Landry et al. describe a distributed system for scheduling air traffic. The system is greedy, so it does not produce an optimal solution, but it is flexible and operates in near real time, which is important given the application domain. Uncertainty in arrival times, due to weather and air traffic conditions, is the main issue that complicates the task, together with the large number of aircraft that need to be served and the physical constraints on holding patterns.

The algorithm presented is very simple since the distributed scheduler deals with a single aircraft, and synchronization between different aircraft happens implicitly through the sharing of rate profiles. The method has been tested with good results on real field trials and in an operational test, and seems promising for implementation and real-life use.

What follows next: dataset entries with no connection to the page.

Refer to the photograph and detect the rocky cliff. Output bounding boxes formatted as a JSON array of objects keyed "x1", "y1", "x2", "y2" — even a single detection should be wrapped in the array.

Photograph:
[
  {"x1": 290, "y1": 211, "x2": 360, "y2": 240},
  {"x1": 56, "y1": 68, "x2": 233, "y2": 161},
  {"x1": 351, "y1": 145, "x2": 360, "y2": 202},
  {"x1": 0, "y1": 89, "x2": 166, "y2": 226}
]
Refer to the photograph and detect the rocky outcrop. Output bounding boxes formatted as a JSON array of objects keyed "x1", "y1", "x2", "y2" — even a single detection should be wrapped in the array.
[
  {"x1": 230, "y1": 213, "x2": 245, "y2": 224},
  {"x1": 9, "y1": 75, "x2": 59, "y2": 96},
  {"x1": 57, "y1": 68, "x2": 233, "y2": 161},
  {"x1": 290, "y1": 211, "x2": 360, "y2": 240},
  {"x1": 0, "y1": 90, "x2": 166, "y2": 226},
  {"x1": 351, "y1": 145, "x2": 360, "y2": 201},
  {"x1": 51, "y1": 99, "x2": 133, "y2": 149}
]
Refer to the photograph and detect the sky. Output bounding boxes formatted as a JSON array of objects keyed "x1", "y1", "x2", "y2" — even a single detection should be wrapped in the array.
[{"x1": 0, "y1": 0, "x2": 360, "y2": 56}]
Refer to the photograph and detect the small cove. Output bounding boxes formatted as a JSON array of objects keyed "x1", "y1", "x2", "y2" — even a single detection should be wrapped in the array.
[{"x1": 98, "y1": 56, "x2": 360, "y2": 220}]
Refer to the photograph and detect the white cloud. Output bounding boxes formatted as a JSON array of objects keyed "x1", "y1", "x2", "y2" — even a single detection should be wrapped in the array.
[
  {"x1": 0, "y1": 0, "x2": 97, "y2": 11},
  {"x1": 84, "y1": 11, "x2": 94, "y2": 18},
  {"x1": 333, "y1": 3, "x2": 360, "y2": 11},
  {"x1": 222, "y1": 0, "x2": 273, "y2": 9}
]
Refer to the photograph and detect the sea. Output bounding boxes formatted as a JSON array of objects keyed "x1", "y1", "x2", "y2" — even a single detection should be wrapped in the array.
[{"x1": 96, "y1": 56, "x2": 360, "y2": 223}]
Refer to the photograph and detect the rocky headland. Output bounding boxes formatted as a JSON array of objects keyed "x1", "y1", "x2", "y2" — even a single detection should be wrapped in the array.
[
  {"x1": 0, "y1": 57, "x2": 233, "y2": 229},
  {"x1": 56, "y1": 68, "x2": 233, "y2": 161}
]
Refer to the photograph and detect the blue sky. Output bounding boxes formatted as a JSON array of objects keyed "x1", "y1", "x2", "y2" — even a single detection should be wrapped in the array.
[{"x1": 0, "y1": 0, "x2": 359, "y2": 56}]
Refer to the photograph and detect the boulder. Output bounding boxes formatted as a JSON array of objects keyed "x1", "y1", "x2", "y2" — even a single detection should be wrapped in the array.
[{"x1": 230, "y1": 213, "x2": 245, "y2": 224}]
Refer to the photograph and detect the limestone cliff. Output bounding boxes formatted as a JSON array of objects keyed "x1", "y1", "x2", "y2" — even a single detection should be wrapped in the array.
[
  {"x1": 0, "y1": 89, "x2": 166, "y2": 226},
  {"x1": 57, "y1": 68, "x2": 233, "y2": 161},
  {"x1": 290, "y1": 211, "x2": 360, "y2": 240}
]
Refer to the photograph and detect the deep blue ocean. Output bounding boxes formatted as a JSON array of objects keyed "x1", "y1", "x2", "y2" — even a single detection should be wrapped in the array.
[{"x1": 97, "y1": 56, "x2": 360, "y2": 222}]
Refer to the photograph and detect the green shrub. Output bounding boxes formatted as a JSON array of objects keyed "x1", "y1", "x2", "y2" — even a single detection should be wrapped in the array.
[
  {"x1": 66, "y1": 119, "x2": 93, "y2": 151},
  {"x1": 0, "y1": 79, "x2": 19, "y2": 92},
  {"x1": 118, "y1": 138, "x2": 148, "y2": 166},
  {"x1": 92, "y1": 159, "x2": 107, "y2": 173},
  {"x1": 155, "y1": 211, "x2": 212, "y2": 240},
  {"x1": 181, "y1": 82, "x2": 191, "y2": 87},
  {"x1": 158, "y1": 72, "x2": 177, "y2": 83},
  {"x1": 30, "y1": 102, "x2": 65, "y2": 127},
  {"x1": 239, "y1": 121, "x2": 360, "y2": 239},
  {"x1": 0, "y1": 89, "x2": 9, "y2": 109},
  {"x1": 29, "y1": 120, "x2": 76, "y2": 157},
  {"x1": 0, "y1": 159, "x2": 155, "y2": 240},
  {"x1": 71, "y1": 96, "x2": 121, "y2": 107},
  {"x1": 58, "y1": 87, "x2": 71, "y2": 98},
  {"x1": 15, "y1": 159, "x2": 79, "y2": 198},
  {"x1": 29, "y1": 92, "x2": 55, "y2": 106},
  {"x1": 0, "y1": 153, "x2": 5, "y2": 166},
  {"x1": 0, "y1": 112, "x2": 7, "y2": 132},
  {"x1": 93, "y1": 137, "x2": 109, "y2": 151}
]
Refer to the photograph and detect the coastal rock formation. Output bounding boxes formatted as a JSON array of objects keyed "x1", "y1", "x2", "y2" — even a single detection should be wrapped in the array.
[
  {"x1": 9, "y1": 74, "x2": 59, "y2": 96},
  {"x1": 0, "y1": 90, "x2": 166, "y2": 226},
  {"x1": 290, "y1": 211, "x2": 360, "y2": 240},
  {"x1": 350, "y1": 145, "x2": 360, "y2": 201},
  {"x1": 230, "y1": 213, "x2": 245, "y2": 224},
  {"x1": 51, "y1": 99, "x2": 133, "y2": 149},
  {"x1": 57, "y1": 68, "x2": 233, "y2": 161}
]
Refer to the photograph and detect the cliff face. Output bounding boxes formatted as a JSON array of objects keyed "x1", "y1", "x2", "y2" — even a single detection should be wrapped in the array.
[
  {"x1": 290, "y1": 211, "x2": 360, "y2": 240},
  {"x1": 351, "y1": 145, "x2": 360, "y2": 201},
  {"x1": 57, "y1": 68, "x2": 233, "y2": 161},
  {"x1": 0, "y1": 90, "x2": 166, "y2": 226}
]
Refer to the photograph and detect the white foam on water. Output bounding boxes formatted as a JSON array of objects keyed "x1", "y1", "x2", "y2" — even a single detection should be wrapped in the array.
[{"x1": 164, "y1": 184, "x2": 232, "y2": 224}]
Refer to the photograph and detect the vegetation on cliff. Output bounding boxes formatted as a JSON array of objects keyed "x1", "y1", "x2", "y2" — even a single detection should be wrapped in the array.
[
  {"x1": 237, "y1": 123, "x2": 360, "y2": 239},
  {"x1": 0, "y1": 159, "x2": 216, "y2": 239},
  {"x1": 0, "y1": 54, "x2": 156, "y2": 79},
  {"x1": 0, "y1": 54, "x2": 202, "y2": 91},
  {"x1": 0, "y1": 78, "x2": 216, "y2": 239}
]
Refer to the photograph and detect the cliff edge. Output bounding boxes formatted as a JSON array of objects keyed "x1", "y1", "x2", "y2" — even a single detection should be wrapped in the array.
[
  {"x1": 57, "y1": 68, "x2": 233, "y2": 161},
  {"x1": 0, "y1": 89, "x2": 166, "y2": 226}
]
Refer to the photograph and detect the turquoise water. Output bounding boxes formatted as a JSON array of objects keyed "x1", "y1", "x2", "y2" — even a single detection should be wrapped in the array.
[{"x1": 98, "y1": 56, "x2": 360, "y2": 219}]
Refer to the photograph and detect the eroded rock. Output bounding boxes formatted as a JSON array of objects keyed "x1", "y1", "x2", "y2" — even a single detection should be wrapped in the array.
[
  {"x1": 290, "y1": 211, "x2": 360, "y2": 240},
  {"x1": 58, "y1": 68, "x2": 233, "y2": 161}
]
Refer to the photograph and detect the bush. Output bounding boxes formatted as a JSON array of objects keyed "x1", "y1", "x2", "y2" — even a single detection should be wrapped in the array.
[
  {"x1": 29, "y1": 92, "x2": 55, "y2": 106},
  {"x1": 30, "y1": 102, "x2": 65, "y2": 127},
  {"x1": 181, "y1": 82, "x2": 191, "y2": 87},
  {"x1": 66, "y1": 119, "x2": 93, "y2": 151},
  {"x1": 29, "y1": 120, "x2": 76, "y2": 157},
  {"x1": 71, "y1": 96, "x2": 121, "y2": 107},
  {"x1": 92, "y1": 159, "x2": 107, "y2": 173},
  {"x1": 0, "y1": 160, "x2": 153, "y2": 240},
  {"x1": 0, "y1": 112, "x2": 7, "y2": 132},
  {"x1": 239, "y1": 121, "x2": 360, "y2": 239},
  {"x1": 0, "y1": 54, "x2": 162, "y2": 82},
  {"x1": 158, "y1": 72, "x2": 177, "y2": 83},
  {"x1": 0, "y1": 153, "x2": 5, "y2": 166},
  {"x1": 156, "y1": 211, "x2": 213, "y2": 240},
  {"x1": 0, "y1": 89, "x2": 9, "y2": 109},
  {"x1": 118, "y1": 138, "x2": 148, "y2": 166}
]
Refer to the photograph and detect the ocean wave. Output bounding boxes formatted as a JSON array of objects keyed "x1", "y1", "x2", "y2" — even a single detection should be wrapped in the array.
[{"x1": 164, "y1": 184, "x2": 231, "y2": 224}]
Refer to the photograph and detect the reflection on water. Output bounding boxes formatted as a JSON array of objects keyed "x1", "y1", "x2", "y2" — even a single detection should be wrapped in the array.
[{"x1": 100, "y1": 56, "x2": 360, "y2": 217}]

The paper does not attempt to prove any formal guarantees for the algorithm, such as fairness and avoidance of deadlocks. The application area of aviation usually demands a certain level of formal guarantees. Scalability is mentioned, but has not been studied. The method is specific to the properties of US air traffic control, so it would not be easy to apply it to other scheduling problems.

The paper suffers from minor inconsistencies, making some parts hard to follow. Examples include inconsistencies between the labels in figure 1 and the corresponding text (in the figure there is no sector labeled A), and misdirected arrows in figure 3 (all of the schedulers should send the required times of arrival (RTAs) to the center, not the opposite). In spite of these inconsistencies, the simplicity of the method shines through.